Cinq ans après le succès de sa pièce "À vif", Kery James présente "À huis clos" au théâtre du Rond-Point, un texte qui fait résonner les injustices des violences policières. Un théâtre politique écrit par le rappeur qui joue dans la pièce et participe à la mise en scène.
Article rédigé par Yemcel Sadou
France Télévisions - Rédaction Culture
Publié Mis à jour
Temps de lecture : 5min
Kery James et Jérôme Kircher dans la pièce "À huis clos" au théâtre du Rond-Point. (SIMON GOSSELIN)

"Mais combien de Nahel y a-t-il eu avant celui-ci ?! Combien ?!". Au théâtre du Rond-Point, le public est figé sur sa chaise, pétrifié par la voix tonitruante du rappeur Kery James. "Et ne nous faisons pas d’illusions, c’est seulement parce que son exécution a été filmée que le destin du petit Nahel a ému la France entière !". On entend des petits pleurs, on aperçoit des mains s’essuyer les yeux. Les groupes scolaires sont particulièrement attentifs, concentrés. Ce public finira debout dans une standing-ovation quasi générale. C'est À huis clos, la nouvelle pièce de Kery James. Un moment de théâtre qui fait tomber de sa chaise et comme il en existe rarement.

Violences et "quartiers prolétaires"

Le thème des violences policières est fort, souvent considéré comme sensible. Kery James incarne Soulaymaan, un étudiant en droit qui décide de prendre en otage le juge qui a libéré de prison le policier meurtrier de son frère Demba. Le personnage de Soulaymaan est déjà apparu dans la précédente pièce de Kery James, À vif, ainsi que dans son film populaire Banlieusards.

Dans cette pièce, Kery James s’attaque sans filtre aux notions de maintien de l’ordre, et aux relations entre quartiers populaires – qu’il rebaptise "prolétaires" – et les policiers. Kery James enchaîne les phrases coup de poing et ose dire tout haut ce que personne n’ose dire.
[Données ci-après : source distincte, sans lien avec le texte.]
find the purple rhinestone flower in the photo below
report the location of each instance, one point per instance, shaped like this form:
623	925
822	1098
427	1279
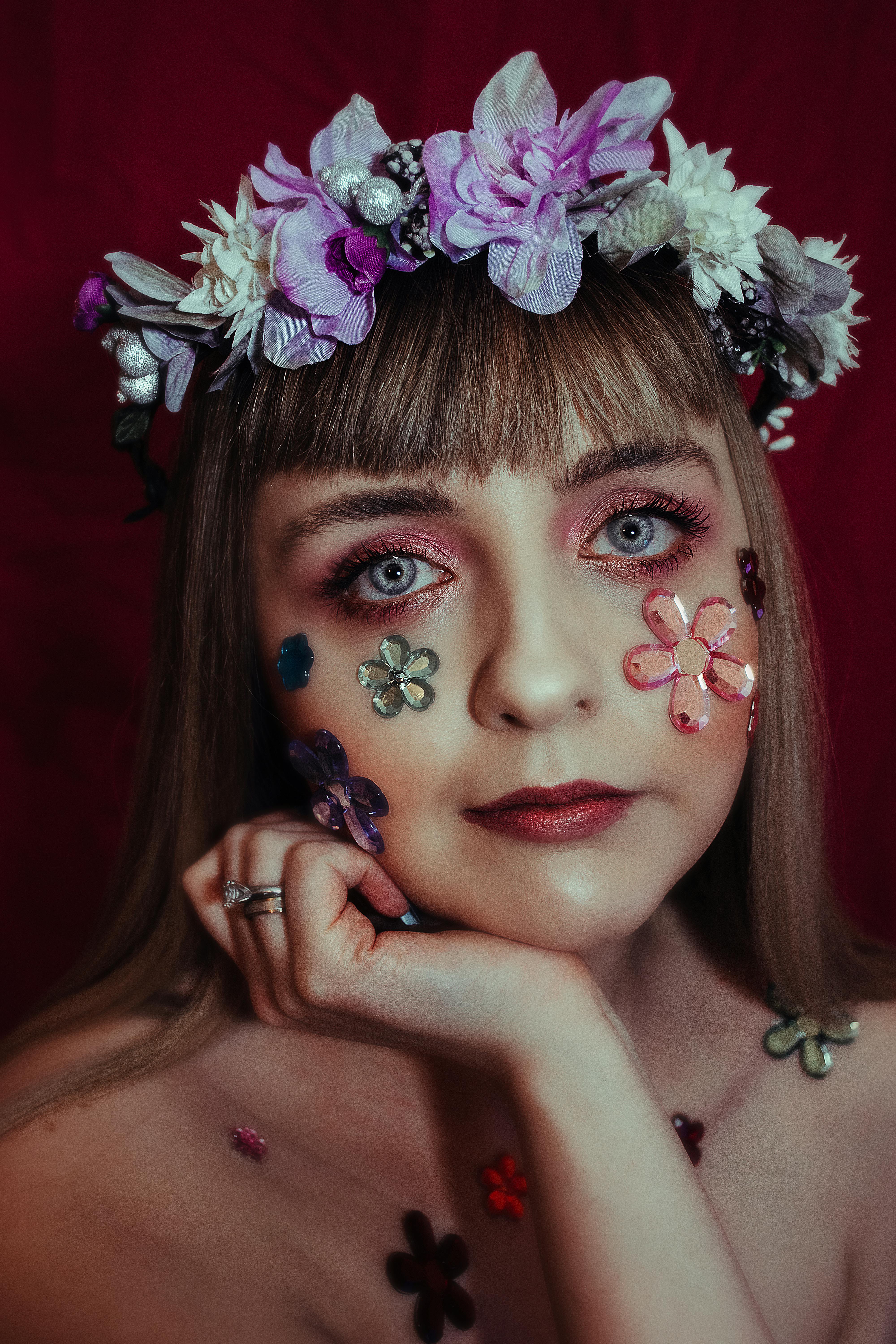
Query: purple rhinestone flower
338	798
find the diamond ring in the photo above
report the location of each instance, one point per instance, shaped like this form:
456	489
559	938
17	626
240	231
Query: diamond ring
264	907
236	893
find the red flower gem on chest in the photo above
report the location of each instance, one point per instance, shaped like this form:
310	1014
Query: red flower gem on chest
506	1186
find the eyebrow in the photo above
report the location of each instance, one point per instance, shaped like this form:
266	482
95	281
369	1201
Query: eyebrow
618	458
431	502
361	506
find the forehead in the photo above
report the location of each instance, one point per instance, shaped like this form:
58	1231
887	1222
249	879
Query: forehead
300	505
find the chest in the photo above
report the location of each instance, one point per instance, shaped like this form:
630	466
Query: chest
315	1225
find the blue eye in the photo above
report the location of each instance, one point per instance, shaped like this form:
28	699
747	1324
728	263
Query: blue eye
636	536
393	577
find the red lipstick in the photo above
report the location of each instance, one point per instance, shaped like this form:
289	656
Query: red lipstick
550	816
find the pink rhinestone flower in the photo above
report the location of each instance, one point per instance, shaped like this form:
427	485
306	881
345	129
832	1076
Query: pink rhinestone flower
688	658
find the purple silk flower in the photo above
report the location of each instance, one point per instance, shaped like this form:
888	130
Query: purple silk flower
339	798
502	186
324	264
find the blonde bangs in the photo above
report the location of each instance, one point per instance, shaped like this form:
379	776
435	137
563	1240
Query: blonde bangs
452	377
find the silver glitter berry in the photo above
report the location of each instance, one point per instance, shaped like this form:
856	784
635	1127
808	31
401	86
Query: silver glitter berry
142	392
139	378
342	179
379	201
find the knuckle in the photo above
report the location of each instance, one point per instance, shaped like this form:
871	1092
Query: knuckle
314	987
257	846
237	835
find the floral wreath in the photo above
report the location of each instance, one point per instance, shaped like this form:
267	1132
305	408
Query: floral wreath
284	282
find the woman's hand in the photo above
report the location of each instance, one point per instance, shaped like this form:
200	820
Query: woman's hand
479	999
538	1023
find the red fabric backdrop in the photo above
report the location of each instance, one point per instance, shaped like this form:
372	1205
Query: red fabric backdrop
120	119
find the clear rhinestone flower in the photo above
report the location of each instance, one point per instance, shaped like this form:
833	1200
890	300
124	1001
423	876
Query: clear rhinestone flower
400	677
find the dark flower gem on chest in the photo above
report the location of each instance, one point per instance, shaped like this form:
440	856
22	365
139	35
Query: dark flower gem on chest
690	1132
431	1272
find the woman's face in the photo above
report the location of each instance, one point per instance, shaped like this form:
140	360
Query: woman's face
530	591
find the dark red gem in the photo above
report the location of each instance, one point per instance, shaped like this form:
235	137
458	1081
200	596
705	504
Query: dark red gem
429	1272
690	1132
752	585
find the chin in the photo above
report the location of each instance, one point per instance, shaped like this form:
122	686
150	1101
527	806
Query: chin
558	898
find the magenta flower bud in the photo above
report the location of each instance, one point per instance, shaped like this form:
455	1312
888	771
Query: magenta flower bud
357	259
92	300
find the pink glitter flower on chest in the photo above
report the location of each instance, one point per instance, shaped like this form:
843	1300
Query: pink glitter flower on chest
688	658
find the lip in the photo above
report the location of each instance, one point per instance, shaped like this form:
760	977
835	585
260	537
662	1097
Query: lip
550	816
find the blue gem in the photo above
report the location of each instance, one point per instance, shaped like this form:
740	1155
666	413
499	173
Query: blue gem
295	663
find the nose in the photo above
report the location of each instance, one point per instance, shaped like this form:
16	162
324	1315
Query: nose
536	667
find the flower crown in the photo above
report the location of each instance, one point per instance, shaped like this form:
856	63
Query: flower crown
284	282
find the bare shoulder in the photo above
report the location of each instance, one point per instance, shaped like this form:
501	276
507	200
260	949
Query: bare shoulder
120	1218
62	1213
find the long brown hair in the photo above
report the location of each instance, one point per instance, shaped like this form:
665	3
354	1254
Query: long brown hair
450	377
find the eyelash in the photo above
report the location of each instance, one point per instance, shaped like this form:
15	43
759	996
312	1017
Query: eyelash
690	515
335	587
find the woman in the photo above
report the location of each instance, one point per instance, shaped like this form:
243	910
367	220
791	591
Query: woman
491	557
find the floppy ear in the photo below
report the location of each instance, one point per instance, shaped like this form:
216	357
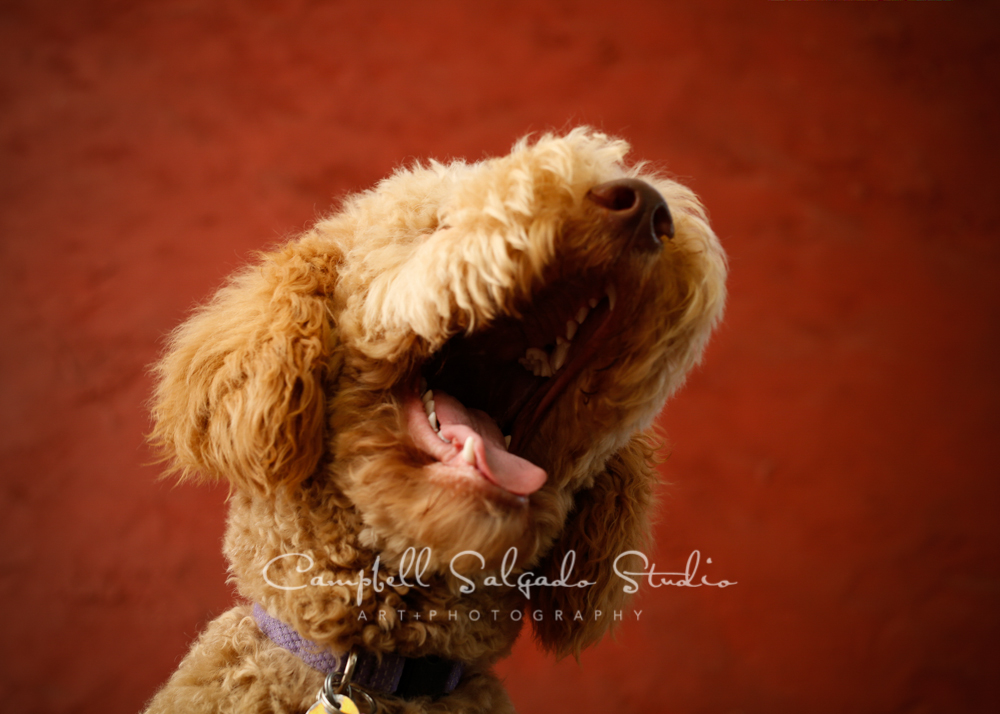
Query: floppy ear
240	388
609	518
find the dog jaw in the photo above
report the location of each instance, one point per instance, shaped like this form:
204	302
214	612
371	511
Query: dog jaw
487	271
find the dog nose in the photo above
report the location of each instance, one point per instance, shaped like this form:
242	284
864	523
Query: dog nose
638	208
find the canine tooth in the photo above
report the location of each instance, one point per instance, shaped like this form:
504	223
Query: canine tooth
559	356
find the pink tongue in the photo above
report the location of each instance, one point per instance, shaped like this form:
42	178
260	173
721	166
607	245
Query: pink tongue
509	472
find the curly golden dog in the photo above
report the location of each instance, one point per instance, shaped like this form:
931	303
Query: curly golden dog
434	411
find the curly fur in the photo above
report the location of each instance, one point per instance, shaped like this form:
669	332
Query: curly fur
290	384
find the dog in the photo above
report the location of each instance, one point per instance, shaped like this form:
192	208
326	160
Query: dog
435	413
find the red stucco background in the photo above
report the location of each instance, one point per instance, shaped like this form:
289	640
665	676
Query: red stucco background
836	455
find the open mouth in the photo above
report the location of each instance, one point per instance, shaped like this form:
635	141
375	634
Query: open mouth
482	397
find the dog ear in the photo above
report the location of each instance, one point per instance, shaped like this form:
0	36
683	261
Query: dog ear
239	391
609	518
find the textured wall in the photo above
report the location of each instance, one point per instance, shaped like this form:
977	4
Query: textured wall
836	455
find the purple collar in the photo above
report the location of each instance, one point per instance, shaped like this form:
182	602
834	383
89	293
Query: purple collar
391	674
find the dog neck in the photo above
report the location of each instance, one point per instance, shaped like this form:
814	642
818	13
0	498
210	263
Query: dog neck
392	674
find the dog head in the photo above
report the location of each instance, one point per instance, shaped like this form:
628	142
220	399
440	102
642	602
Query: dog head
465	357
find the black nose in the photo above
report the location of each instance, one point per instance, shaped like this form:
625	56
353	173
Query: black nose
638	209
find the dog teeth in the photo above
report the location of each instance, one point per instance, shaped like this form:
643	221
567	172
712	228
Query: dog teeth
468	451
559	356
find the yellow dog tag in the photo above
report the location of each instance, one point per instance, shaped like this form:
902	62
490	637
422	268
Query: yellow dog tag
344	704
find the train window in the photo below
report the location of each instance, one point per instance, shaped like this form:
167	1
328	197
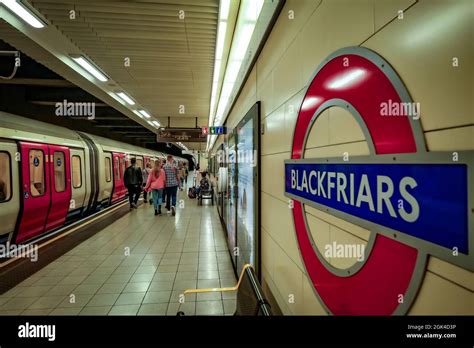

On admire sa liberté, son courage, on est surtout dérouté de se prendre en pleine face des réalités violentes incontestables. "Parce que, dans leur monde, Monsieur le juge, il arrive qu’un flic urine sur un mineur de quatorze ans et le tabasse violemment alors qu’il est menotté à un banc ! Saint-Ouen, 2021 !", assène Kery James, pistolet pointé sur le juge joué par Jérôme Kircher.

Texte cru

Comment ces situations peuvent-elles exister en France, un pays se voulant démocratique ? Ces situations sont-elles vraiment des cas isolés ? Kery James confronte pendant 1h30 les arguments de ceux qui tentent d’excuser ou minimiser ces violences. Celui qui incarne le juge parle par exemple d’un "contexte tendu", celui du confinement. "Le gosse n’avait pas respecté le couvre-feu, alors pour le punir, le flic lui pisse dessus, l’attache à un banc, l’insulte, l’humilie et le tabasse. Effectivement le contexte était tendu !"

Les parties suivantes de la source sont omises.